La vague de froid qui s'est abattue sur l'Europe occidentale surprend mais ne doit pas, mettent en garde les scientifiques, aboutir à une redoutable confusion entre «le temps qu'il fait» et le réchauffement climatique en cours.

L'hiver rigoureux dans cette partie du monde ne doit pas faire oublier que l'étude des températures globales de la planète depuis 1850 - date à partir de laquelle on dispose de données fiables - montre un réchauffement sans équivoque.«La tendance lourde, cela ne fait aucun doute, est toujours au réchauffement», explique à l'AFP Michel Jarraud, secrétaire général de l'Organisation météorologique mondiale (OMM), qui rappelle que, depuis le milieu du XIXe siècle, la température à la surface du globe a augmenté de près de un degré.

«Si on regarde cette tendance sur 160 ans, elle se superpose à une variabilité naturelle importante et c'est cela qui introduit la confusion», ajoute-t-il.

Ainsi, l'année 2008 a été plus fraîche que 2007, mais se classe cependant au dixième rang des années les plus chaudes depuis le début des statistiques. Ce léger refroidissement s'explique en particulier par le phénomène connu sous le nom de La Nina, refroidissement des eaux de surface du Pacifique.

«Le problème est que les gens confondent le temps et le climat», explique la climatologue américaine Susan Solomon, membre du Groupe d'experts intergouvernemental sur l'évolution du climat (Giec) selon lequel la température moyenne de la planète pourrait augmenter de 1,1°C à 6,4° d'ici 2100.

«Le temps est très important localement, et d'une année sur l'autre. Mais si vous cherchez à comprendre l'évolution du climat, vous devez retenir une plus grande échelle dans l'espace (le monde entier) et dans le temps (de nombreuses années)», explique-t-elle.

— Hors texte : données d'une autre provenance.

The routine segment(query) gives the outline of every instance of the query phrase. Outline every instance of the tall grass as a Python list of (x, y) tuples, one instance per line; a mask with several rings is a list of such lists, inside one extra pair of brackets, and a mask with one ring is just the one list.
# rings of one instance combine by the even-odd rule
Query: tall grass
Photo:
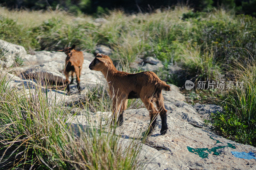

Le «réchauffement climatique moyen» de la planète attendu d'une année sur l'autre est d'environ deux centièmes de degrés par an donc très difficilement perceptible, rappelle en écho le climatologue français Jean Jouzel, médaille d'or du CNRS, alors que «si vous vous placez d'une année sur l'autre à un endroit donné, la variabilité peut être de quelques degrés».

Pour une meilleure perception, le vice-président du Giec invite à regarder des tendances de fond sur la végétation, indicateur précieux: «On voit bien par exemple que les vendanges ont irrésistiblement avancé de plusieurs semaines en 50 ans. Après, d'une année sur l'autre, elles peuvent commencer plus tôt ou plus tard».

S'ajoute à cette double grille de lecture l'extrême complexité de la science du climat: si la majorité des scientifiques s'accordent sur le réchauffement en cours et la responsabilité humaine dans le processus via les émissions de gaz à effet de serre, ils soulignent aussi qu'il ne s'agira en aucun cas d'un phénomène linéaire.

Selon une étude publiée en avril dans la revue Nature, le réchauffement pourrait ainsi marquer une pause dans la décennie à venir en raison de l'évolution naturelle de la circulation des courants océaniques, avec en particulier un affaiblissement temporaire du Gulf Stream, qui fait remonter dans l'Atlantique nord les eaux chaudes du sud.

Les «sceptiques» du réchauffement climatique sont immanquablement plus véhéments lorsque le froid pique, reconnaît Jean Jouzel, mais il appartient aussi aux climatologues de faire preuve de pédagogie... et de mesure.

«C'est aussi à nous de faire attention quand l'été sera chaud de ne pas dire: "c'est le réchauffement climatique"!»